The name ‘Seville’ was used by Cadillac for the first time in 1956 when it decided to expand the variety of designs in its more luxurious model, the Cadillac Eldorado two-door convertible, bringing in a new hard top model; the first of which was called the Cadillac Eldorado Biarritz, while the newer version became known as the Cadillac Eldorado Seville.
In the late 60s and early 70s, the American buyers of luxury cars started to favour the European luxury models; Mercedes (who for example doubled their sales between 1968 and 1969) and more importantly, the BMW. Buyers began to seek models with better handling (smaller and more agile) while at the same time desiring a car which was more environmentally friendly (less fuel consumption and causing less pollution). It was in this period, when the Cadillac 8.2 litre (500 cu in) engine was the popular choice, that the first voices (mainly the larger dealers who witnessed fallen sales) spoke up to demand a change in the Cadillac models. Cadillac, which until then had understood that its buyers were looking for big cars as a status symbol, started to see that it must change its approach.
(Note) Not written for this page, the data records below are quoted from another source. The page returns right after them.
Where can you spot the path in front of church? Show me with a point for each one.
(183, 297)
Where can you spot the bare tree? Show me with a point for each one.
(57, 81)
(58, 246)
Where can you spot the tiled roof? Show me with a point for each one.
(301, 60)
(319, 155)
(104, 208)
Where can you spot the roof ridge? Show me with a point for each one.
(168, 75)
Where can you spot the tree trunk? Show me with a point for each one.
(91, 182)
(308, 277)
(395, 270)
The decision was taken in 1973 to start fabricating a new model that could compete with the European cars which were beginning to have such great sales success, (bear in mind that the first petrol crisis happened in October that year), and after a record period of design, development and production, the new Cadillac Seville was born in 1975. It had the smaller 5.7 litre (350 cu in) engine, which had already been tested on the medium range Oldsmobile (another brand which, like Cadillac, belonged to the General Motors group), but with some improvements, for example the new EFI (Electric Fuel Injection, developed originally by Bendix, and improved later by Bosch in European cars).
Despite the decrease in size, Cadillac had managed to produce a car with the authentic luxury style of a Cadillac, but in a more modest way. The specialised media reviews were very good, keeping the new car in competition with the Mercedes models of the time, and brought it very close to the Rolls-Royce Silver Shadow which was quieter, with smoother handling; a similar level of luxury for a lower price.
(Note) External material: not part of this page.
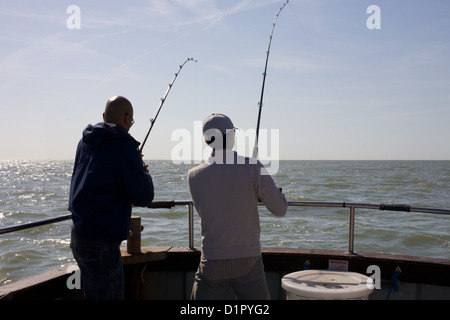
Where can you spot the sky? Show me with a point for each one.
(343, 82)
Cadillac topped records in the world’s export figures, and, for example, the first 100 cars that were headed for the British distributor were sold before they were even loaded onto the boat.
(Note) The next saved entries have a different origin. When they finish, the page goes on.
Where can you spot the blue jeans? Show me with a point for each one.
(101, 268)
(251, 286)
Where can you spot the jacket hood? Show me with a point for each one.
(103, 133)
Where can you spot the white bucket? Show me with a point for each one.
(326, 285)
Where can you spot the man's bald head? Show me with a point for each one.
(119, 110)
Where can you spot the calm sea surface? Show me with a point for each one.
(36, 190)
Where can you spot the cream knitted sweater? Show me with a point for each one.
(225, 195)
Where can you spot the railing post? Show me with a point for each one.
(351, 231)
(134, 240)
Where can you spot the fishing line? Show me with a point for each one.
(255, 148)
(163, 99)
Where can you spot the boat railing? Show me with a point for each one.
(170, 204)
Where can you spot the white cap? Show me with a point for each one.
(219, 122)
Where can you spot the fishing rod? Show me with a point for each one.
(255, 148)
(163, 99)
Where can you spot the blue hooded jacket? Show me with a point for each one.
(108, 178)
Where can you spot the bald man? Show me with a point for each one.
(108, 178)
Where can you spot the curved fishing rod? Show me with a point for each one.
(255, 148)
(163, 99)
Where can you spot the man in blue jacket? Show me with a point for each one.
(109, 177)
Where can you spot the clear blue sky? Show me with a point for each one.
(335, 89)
In 1978 the Seville Elegance series came out, raising yet again the car’s level of quality and luxury:
- Two-tone paintwork, like the elegant black and silver of the Neo Scale model you can see in the picture.
- Spoked Wheel rims, developed by Dunlop (and very well recreated in our scale model)
- Leather interior
-Brake discs on all four wheels
- Climate control
-Cassette and AM/FM radio
- Fuel level indicator
- And lots more; there’s a reason this model has come to be known as ‘the best equipped in the world’!